According to social media, the Santa Barbara Residence on the eastern outskirts of Limassol has been sold to Exness Group, a fintech company that moved to Cyprus in 2012.
The eye-catching villa, 3000 square meters of pride in the Amathus borough, sits right in front of a beachfront with stunning views of the Mediterranean sea.
In 2017 the property was listed for €30 million but the closing price was not immediately known, with EconomyToday reporting that the deal is expected to be finalized in the coming weeks.
The Santa Barbara, a luxury building with a modern exterior and five themed floor levers, was built in 2013 and blended the latest technologies with eco-friendly materials and design.
'We are glad that Cyprus recognized the existence of the IT industry' Valov said in September 2021, adding the island could attract companies and talent from around the world
Exness has brought business in Cyprus after it set up headquarters on the island a decade ago.
Last year Exness CEO Petr Valov called Cyprus the “Singapore of the Mediterranean” and a potential hub between Europe, Russia, and the Middle East at a time when the company was lobbying the government to simplify visa rules for foreign employees.
“We are glad that Cyprus recognized the existence of the IT industry,” Valov said in an Invest Cyprus video interview in September 2021, adding the island could attract companies and talent from around the world.

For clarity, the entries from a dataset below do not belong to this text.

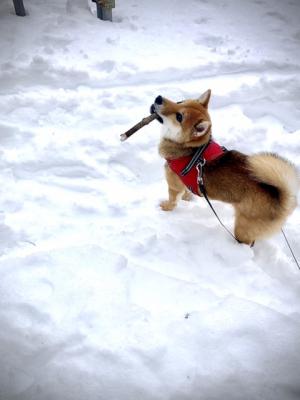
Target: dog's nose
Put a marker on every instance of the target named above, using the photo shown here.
(158, 100)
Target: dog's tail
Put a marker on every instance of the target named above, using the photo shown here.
(271, 169)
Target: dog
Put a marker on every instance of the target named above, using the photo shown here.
(262, 187)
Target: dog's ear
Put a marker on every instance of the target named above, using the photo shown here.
(204, 98)
(199, 134)
(201, 129)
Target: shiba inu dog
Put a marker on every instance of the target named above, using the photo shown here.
(262, 187)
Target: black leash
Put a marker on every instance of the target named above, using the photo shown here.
(289, 246)
(199, 167)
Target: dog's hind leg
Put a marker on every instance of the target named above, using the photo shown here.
(246, 230)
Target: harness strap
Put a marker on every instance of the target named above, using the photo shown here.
(199, 167)
(195, 159)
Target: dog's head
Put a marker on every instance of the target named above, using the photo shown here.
(186, 122)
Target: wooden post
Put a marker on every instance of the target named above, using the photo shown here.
(19, 8)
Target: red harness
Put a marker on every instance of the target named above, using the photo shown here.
(190, 179)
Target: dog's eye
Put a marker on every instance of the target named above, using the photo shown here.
(179, 117)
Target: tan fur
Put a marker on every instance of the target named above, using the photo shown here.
(262, 188)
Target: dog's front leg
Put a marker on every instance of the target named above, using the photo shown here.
(175, 188)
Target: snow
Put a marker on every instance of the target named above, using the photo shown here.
(103, 295)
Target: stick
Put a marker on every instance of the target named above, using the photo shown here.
(135, 128)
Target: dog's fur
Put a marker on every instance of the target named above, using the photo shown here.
(262, 188)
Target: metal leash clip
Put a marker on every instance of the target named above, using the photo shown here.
(199, 168)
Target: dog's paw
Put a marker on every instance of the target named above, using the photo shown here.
(187, 196)
(167, 205)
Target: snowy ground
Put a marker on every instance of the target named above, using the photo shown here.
(103, 295)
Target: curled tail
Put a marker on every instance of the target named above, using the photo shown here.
(271, 169)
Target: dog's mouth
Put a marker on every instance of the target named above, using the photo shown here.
(154, 111)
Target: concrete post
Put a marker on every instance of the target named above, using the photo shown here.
(19, 8)
(104, 9)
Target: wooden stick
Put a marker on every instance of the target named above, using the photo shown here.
(138, 126)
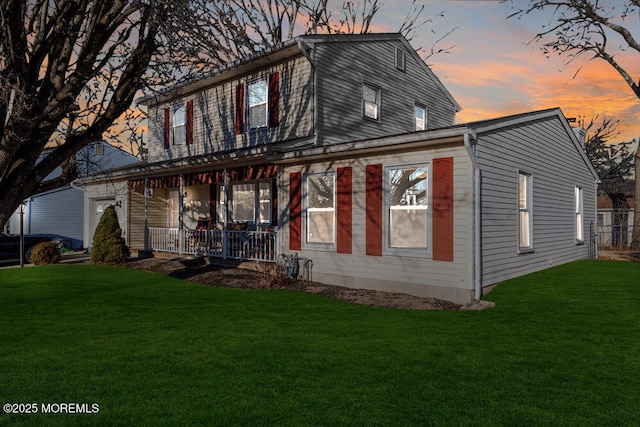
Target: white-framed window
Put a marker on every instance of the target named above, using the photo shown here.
(407, 207)
(525, 212)
(179, 124)
(579, 209)
(420, 117)
(320, 212)
(257, 102)
(399, 58)
(371, 101)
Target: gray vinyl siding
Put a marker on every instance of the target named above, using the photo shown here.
(343, 67)
(214, 115)
(543, 149)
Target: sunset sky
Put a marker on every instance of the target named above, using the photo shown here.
(492, 71)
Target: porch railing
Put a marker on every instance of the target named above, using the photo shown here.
(229, 244)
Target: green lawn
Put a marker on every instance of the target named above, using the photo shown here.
(562, 347)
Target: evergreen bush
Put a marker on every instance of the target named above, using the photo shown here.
(108, 244)
(45, 253)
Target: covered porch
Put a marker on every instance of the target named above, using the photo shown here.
(227, 213)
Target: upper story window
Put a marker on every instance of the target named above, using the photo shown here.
(399, 59)
(179, 124)
(420, 117)
(320, 208)
(371, 101)
(257, 103)
(407, 207)
(525, 212)
(579, 208)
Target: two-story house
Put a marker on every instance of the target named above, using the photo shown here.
(343, 150)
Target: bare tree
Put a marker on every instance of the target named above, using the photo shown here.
(614, 163)
(68, 69)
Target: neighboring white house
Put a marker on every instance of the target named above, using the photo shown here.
(60, 211)
(615, 227)
(342, 150)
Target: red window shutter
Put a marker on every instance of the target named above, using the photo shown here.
(167, 128)
(274, 99)
(295, 211)
(443, 209)
(344, 232)
(274, 204)
(189, 122)
(374, 209)
(239, 108)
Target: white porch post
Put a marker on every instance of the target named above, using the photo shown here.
(146, 211)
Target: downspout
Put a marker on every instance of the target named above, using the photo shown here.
(477, 230)
(304, 48)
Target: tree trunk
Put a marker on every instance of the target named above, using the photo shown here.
(635, 240)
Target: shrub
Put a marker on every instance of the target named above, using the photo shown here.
(108, 244)
(271, 276)
(45, 253)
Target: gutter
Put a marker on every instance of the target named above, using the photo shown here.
(305, 48)
(477, 173)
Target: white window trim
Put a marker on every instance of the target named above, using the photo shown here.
(387, 249)
(249, 126)
(378, 102)
(579, 214)
(256, 204)
(425, 117)
(305, 217)
(523, 249)
(174, 108)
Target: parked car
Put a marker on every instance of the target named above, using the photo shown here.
(10, 245)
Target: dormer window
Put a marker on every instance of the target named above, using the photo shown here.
(420, 117)
(399, 59)
(258, 103)
(179, 124)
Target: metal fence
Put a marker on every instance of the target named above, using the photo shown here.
(257, 245)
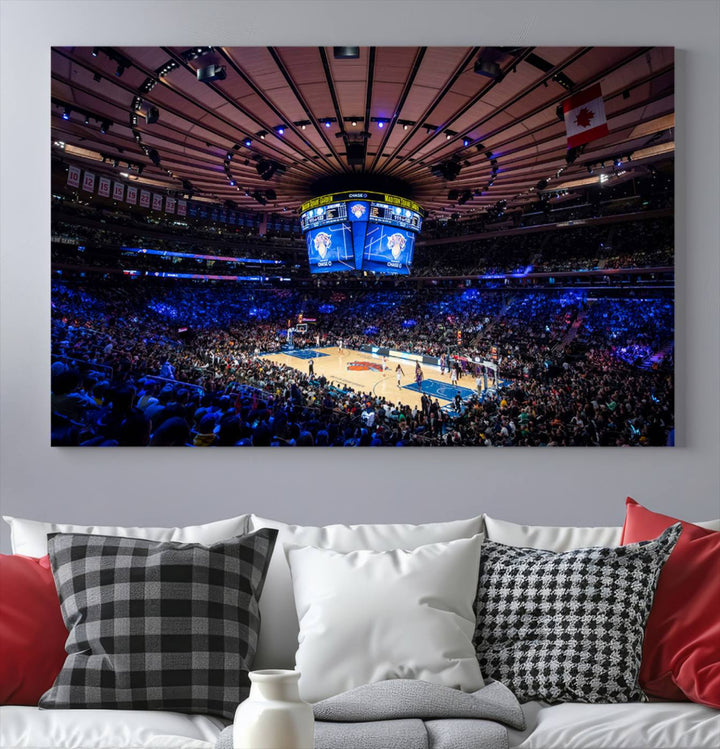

Exness makes money from business abroad and pays salaries in Cyprus, according to the CEO, adding the money benefits the local economy.
Cyprus has been a major player in attracting foreign companies but Limassol took things further, as company representatives and professionals in the southern town have been calling on the government to implement business-friendly policies more quickly.
Yiangos Zenonos, head of facilities and property at Exness, told a discussion panel last year at the 12th Nicosia Economic Congress there was a “difference between headquartering and headquartering with substance,” pointing to relocating talent to Cyprus and the impact on other sectors of the economy.
In 2021 Zenonos was cited in a study that suggested hundreds of highly-skilled, highly-paid jobs in Cyprus remained vacant due to lack of candidates able to fill the positions.